Driving through arid landscape, hypnotised by endless horizon, I momentarily do a double-take. To my right, stands a giant veil, translucent and dimly aglow in the evening hours; a mirage-like apparition standing in an unexpected oasis. Palm groves shroud me in shade as I am carried inwards. Reminded of the olden day caravanserais, I take refuge in the shade of an arcade and gaze.
Historically, the oasis was the centre of life around which Arabic society grew, a chain link in a web of exchange. In Sakaka, we see the library creating a dormant centre. By turning this place into a haven of green, the new library becomes a new oasis. And by enclosing its garden, the empty centre of Sakaka becomes defined, unifying the many scattered urban blocks around it. In the ‘charged’ space that lies between the two ‘magnets’ on site – the library and mosque – a green boulevard connects the parts of the city to the north and south.
Oriental Oasis, James Fairman
Someone tells me this is a library. I scarcely believe it because the oasis is aflutter with people sitting, walking and talking, as they would on an outing in a park. But it seems that the veil protects the conversations within, keeping them out of sight, shrouding the library in mystery. Intrigued, I walk to where it seems as if the silky veil has been lifted by hand – creating a portal into the other side.
To retain the existing trees, our intervention is made compact. The ample open space generated by this doubles up as a transition space between the various pockets of the locality, especially the schools that have access to it through arcades to the north, or direct access from the west edge. A meandering habitable wall wraps around the site, housing cafeterias and galleries, which can draw people in. This urban gesture makes the library as much a place of social congregation, as it is a place of knowledge. This lends the proposal an intriguing paradox – of having to blend collective and quiet spaces. To retain a semblance of calm, the place is pedestrianised.
The masses of our intervention are subdued to respect the scale of the mosque. The major attractions for the public are the intricate ‘veil’ and the oasis. The language of the proposal also draws its cues from that of the mosque, which is like a thick mass that is approached through a ‘walled’ court. Thus, the library and the mosque now enter into a more coherent dialogue with each other.
Crossing through the veil that shrouds the library, I encounter a world very different from the one I just left behind. In the gentle shade of an intimate forecourt, water guzzles. I feel like I have been gently transported from the public to the private realm, much like in the old works of Islamic architecture.
The existing library’s structure is retained, while two courtyards have been added on as extensions to its existing footprint. These act as buffers that shield the quiet internal spaces of the library from the collective spaces around it. One of these is a forecourt attached to the cafeteria, which is the library’s public front, and it acts as a transition space before people can enter the main library. The other court is a secluded court to the north, meant for children to enjoy their own private corner.

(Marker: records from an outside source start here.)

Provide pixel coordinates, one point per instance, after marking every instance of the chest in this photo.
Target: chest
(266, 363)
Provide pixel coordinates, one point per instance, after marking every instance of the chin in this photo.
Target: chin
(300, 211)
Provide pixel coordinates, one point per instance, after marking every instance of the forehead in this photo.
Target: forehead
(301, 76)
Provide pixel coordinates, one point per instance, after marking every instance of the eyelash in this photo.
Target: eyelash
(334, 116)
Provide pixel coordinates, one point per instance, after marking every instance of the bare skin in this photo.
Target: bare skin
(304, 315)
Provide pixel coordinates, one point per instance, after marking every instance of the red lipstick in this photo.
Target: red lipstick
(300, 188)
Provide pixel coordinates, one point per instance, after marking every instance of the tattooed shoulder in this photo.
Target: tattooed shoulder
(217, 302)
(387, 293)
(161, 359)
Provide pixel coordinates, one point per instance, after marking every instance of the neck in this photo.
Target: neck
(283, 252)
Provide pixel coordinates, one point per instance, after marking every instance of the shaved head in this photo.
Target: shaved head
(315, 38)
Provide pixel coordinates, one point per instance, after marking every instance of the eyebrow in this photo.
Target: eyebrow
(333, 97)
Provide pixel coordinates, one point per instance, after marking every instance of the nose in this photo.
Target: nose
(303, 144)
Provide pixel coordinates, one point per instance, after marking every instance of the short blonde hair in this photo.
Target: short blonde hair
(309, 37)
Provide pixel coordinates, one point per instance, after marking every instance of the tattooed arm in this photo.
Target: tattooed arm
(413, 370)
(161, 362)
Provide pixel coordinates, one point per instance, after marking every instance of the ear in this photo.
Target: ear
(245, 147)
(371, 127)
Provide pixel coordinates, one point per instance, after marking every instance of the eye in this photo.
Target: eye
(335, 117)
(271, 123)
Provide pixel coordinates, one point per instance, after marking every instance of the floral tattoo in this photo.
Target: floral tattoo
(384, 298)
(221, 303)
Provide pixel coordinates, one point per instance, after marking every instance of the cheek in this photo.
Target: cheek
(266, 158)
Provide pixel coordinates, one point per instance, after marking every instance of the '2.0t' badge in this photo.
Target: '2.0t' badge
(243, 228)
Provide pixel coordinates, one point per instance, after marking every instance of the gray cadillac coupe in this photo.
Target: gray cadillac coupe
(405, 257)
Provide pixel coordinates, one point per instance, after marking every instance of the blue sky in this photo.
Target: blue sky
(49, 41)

The library’s skin is transformed into a translucent veil, in an interpretation of the jali walls of Saudi Arabia. This dapples the harsh sunlight of the region, bringing chilly breeze into the inner spaces, ensuring that they remain degrees cooler than outside, and also breaking the mass of the building into a delicate translucency. Coupled with the courts containing plants and water features, this maintains a comfortable microclimate in which one can focus on reading.
I feel as if I have walked through stages of unfolding, all the time aware of my own senses – of the striking drop in temperature, of the aroma of orchids, of the touch of the cold stone veil on my fingertips and the sound of water. Within, the reading rooms overlook intimate courts. I gaze through the veil onto the oasis outside, as veil upon veil of foliage part to reveal hints of the city beyond.

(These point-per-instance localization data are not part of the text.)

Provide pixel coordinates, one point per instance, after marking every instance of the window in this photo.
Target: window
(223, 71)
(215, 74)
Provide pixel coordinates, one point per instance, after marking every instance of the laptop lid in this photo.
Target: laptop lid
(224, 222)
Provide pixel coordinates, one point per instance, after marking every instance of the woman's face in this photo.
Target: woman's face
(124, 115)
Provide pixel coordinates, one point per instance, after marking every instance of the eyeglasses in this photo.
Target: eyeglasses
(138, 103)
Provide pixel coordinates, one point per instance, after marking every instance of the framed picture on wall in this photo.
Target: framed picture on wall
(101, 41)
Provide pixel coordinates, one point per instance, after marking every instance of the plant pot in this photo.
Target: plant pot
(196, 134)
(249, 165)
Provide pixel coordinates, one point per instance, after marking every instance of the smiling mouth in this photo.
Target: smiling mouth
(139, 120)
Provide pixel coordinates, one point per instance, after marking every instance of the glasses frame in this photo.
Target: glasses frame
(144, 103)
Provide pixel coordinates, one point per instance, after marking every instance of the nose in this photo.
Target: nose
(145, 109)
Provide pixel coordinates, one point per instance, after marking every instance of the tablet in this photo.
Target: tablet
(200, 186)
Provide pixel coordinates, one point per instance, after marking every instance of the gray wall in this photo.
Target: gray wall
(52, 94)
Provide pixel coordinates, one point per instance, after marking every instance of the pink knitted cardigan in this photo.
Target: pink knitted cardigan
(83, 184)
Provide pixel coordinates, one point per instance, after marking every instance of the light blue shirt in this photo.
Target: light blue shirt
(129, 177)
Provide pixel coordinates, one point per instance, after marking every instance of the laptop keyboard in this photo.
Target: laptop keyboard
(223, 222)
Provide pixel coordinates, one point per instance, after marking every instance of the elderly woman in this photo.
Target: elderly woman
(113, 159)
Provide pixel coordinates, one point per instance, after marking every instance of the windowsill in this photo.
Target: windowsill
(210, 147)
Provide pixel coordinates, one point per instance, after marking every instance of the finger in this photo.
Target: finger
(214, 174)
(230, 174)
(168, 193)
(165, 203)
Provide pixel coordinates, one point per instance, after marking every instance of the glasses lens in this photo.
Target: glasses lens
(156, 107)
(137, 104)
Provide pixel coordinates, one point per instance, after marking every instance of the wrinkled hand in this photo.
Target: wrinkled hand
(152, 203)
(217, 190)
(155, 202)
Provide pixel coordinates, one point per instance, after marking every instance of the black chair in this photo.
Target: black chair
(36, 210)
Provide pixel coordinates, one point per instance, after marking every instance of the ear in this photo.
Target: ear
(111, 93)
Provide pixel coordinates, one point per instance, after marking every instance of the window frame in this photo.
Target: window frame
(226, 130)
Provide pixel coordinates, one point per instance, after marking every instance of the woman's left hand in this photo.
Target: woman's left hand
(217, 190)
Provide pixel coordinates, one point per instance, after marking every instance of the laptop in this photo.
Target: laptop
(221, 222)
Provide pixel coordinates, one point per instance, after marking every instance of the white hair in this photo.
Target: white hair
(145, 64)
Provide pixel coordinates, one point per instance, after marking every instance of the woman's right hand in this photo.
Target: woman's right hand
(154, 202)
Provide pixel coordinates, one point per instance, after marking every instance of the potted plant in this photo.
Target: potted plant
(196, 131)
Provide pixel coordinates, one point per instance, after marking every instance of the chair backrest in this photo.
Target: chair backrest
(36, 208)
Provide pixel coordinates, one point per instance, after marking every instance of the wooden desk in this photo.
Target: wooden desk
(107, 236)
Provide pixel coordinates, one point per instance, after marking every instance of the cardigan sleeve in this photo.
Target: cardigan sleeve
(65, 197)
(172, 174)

The library building consists of a double-layered façade: an outer perforated veil made from locally quarried sandstone that shields the building from the sun and allows in breeze, and an inner layer of translucent operable louvres that allow views out towards the natural surroundings, even while in their fully closed position.
The proposal deploys traditional strategies for controlling the microclimate, like shaded walkways, plantations and water features. Shaded walkways connect all the essential programmatic spaces within the complex, while a large central water feature, accessed via the cafeteria, forms a focal point of the library building, serving as its primary climate modifier.
Integrated passive and active ventilation systems maximize sustainability. Along with the double-layered façade, an advanced HAVC system reduces energy usage. Other energy-saving components are suggested, like LED lighting and automated lighting control to synchronize with daylight.